Diğerleri kötü müydü? Hayır, Sabri ve Telles maç boyunca iyi anlaştılar. Burak ise tek başına aslanlar gibi savaştı Trabzon defansıyla. Muslera ise Muslera işte, en kritik anlarda klasını gösterdi. Hafta arasında kupa maçında yıpranan takımı bu kadar kısa sürede ayağa kaldıran Operatör Doktor Yener İnce yönetimindeki Galatasaray sağlık ekibine Sarı Kırmızılılar çok şey borçlu. Kazanmak ekip işidir ve Galatasaray büyük aksilikler yaşadığı sezonda en sonunda kendine gelebildi. Deplasman fakiri takım en zor deplasmandan farklı galibiyetle dönüyor. Şimdi iş yönetimde. Sakinliğini hiç bozmayan Başkan Ünal Aysal yönetimindeki yönetim de bu takımı ve teknik ekibi olduğu gibi koruyarak gelecek sezona 1 ya da 2 takviyeyle bomba gibi başlayabilir.
Galatasaray taraftarı da geçmişte yaşanan kırgınlıkların üzerine bir beyaz sayfa çekerek Sarı Kırmızılı takımın Avrupa ve Türkiye'deki dev adımlarına destek olmalı.
Küfrü ancak eğitim önler
Fenerbahçe şampiyon oldu, taraftarı futbolcusu camiası küfürle kutladı. Galatasaray Türkiye Kupası'nı aldı, taraftarı futbolcusu camiası küfürle kutladı. Fenerbahçe şampiyon oldu Bağdat Caddesi'nde Galatasaray Store yakıldı, yağmalandı. Yıllar önce Fenerbahçe şampiyonluğu kaçırdı taraftarı stadlarını yakmaya çalıştı, benzicide arabalar ters çevrildi.
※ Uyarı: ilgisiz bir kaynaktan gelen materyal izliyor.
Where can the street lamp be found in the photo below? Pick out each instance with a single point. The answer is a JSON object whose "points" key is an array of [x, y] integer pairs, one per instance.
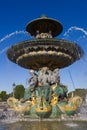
{"points": [[13, 88]]}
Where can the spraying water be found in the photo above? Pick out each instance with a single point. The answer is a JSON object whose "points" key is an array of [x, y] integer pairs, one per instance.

Adnan Polat'ın son dönemleriyle Ünal Aysal'ın döneminde Galatasaray tarafı daha az olaya imza attı, daha az küfür etti, sahaya daha az yabancı madde attı.
Birşeyi değiştirir mi? Bence hayır. Bu ülkede üzüldüğümüzde de sevindiğimizde de küfür ederiz. Babalar oğullarını küfür ederek severler. En samimi arkadaşların masalarında küfür vardır. Küfür bu toplumun artık bir parçası olmuştur. Medeni dediğimiz ülkelerin de hayatında küfür vardır. Maçlarda bu doruk noktasına çıkar. Galatasaray-Fenerbahçe maçında Sarı Kırmızılı taraftarlar küfür ettiler, hem de gereğinden fazla. Neden fazla? Çünkü 2 saniye de küfür etseler 90 dakika da aynı cezayı alacaklar. Fenerbahçe-Karabük maçında Sarı Lacivertli taraftarlar 90 dakikadan da fazla küfür ettiler. Sebep aynı, "Rakip bize küfür etti, 2 saniye de aynı 90 dakika da".
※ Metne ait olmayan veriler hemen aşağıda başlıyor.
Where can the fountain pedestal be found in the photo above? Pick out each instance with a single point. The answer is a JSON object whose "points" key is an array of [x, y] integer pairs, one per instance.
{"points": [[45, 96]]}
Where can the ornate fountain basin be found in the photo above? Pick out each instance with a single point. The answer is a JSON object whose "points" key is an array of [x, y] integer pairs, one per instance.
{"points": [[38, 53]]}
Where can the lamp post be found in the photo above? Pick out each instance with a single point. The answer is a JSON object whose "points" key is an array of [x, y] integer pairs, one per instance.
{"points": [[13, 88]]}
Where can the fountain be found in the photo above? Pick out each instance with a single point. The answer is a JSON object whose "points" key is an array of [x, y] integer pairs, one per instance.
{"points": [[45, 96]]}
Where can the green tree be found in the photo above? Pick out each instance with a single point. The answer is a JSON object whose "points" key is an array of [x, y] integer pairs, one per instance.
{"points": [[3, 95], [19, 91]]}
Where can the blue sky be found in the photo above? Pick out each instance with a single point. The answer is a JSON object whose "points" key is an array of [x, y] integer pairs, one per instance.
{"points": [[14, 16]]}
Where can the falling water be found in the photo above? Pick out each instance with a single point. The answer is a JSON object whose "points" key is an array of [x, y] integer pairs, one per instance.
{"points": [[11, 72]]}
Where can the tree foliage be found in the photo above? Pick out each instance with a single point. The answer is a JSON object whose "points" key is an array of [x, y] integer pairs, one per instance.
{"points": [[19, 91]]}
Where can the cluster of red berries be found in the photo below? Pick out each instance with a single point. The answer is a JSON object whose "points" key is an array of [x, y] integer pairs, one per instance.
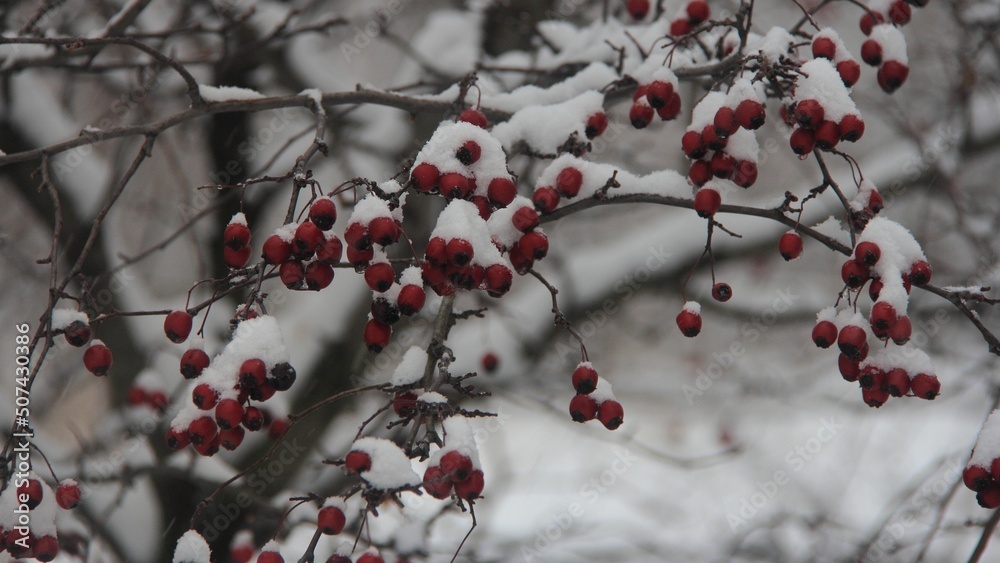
{"points": [[306, 253], [884, 11], [886, 49], [453, 470], [594, 399], [236, 240], [659, 97], [226, 394], [693, 14], [827, 45], [97, 358], [31, 493], [707, 140]]}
Nasıl geçeriz küfürün önüne, eğitimle. Ceza keserek anca tahrik ederiz insanları. Fenerbahçe caddede şampiyonluğunu kutlarken canlı yayında futbolcusu da dahil herkes küfür etti. Yapacak birşey yok. Gençlerimizi mafya babası olmaya özendireceğimize meslek sahibi olmaya özendirmek birinci vazifemiz olmalı. Onlara para kazanmanın değil ahlaklı olmanın geçer akçe olduğunu anlatan öğretmenler yetiştirmeliyiz. Ne demiş bu ülkeyi kurarken Mustafa Kemal Atatürk, "Ben sporcunun zeki, çevik ve ahlaklısını severim". Her geçen gün daha fazla özlüyoruz ve daha iyi anlıyoruz sanki Ulu Önder'imizi.
Anneler Günü kutlu olsun
Bir çocuğa yapılabilecek en büyük kötülük onu annesizliğe mahkum etmektir. Bir anneyi o ya da bu şekilde çocuğundan ayırırsanız, ya da o anne çocuğunu kaybederse; artık onun için yaşamın anlamı kalmaz, fiziken yaşar görünür ama içi bitmiştir.
Karartmayacağım içinizi, bu felaketi yaşamamış anne ve çocuklar, daha sıkı sarılın birbirinize, bu dünyanın sağı solu belli olmuyor maalesef. Her anne ve çocuğunun bir gün değil bütün hayatları boyunca mutlu olmaları en büyük isteğim. Dili, dini, ırkı ve tuttuğu takım ne olursa olsun. Sizi seven anne gibi, küfür ettiğiniz insanı da seven bir annesi olduğunu asla unutmamak gerek.